Savings & Investments: When To Cash In!
Put something by for a rainy day is a phrase everyone is accustomed to hearing, but what is a rainy day, how rainy does it need to be to cash in on those savings? What about other investments that are not for a rainy day as such but are for ‘the future’, when is far enough down the line to start using some of these reserves? Let’s take a look at some of the types of savings and investments you might have and what best practice is for them.
If you have regular savings in an account and wonder when is best to cash in on them then it’s a very legitimate question as regular savings accounts don’t offer very competitive interest rates so it’s good advice to not keep a high balance for very long in such accounts. Either move them into another investment vehicle or use the funds for something.
If you are holding shares in companies when to sell is an extremely difficult decision to make a lot of the time, how to tell whether or not now is the right time can be nearly impossible at times as, let’s be honest, none of us can tell the future. But there are a few things to consider, what changes have made a price surge up or down can be studies and is it likely to be temporary, is the company failing (if so sell before it drops further) and if it is surging you should be aware that if it’s a good price for you and you’re waiting for more then that’s your risk and you should consider a profit a profit.
Your house is most often the largest asset you will ever own and the downside is that although it’s extremely valuable on paper you have to live in it so it’s wealth in name only in that way. You could consider downsizing if that works for you but then you need to carefully consider why you would do this and if it will work for you? You can though release equity in the property without selling up and it’s easy to check that with a free equity release calculator.

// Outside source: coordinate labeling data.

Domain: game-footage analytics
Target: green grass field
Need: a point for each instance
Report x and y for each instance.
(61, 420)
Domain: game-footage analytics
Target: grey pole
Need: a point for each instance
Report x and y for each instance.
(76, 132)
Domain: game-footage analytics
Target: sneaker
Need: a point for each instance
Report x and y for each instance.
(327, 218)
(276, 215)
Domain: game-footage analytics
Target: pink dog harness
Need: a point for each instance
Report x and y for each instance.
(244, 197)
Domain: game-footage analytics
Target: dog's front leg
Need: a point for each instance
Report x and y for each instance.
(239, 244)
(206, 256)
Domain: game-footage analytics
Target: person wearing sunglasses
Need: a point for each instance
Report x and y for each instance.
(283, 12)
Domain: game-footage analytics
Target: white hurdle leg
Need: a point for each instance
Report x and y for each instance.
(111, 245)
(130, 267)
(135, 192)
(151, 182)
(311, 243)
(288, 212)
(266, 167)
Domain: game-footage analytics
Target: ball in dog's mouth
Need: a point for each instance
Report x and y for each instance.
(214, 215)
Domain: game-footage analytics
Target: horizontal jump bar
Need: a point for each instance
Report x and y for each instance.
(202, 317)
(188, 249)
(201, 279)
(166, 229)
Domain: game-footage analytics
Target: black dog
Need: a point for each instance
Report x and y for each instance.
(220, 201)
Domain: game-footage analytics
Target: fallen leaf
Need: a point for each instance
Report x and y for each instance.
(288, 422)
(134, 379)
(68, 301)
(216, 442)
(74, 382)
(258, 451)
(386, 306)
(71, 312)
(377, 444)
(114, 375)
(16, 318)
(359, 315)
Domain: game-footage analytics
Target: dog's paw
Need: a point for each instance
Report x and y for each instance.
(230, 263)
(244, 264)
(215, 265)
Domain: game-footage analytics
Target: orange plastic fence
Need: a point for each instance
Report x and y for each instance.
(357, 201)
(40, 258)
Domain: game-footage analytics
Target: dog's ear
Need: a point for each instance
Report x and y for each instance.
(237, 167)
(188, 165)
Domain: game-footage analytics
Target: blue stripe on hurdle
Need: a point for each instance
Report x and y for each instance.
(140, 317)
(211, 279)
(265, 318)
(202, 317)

A pension is another asset you have that is tied up until retirement and choosing when to retire or when to start drawing a pension can be a difficult decision to make. If you choose early retirement it’s true you can take some pensions early but you’ve also got to consider that a pension is an investment and has limited returns so if you spread it over too many years you may end up with less per month than you can afford to live on.
Sometimes you have a huge amount of assets just sitting about in your house and don’t even realise it, you could have piles of old books or vinyl records and it’s surprising how much some of these can be worth if it’s an early or rare edition and it’s remarkably easy to sell these things and turn them into cash.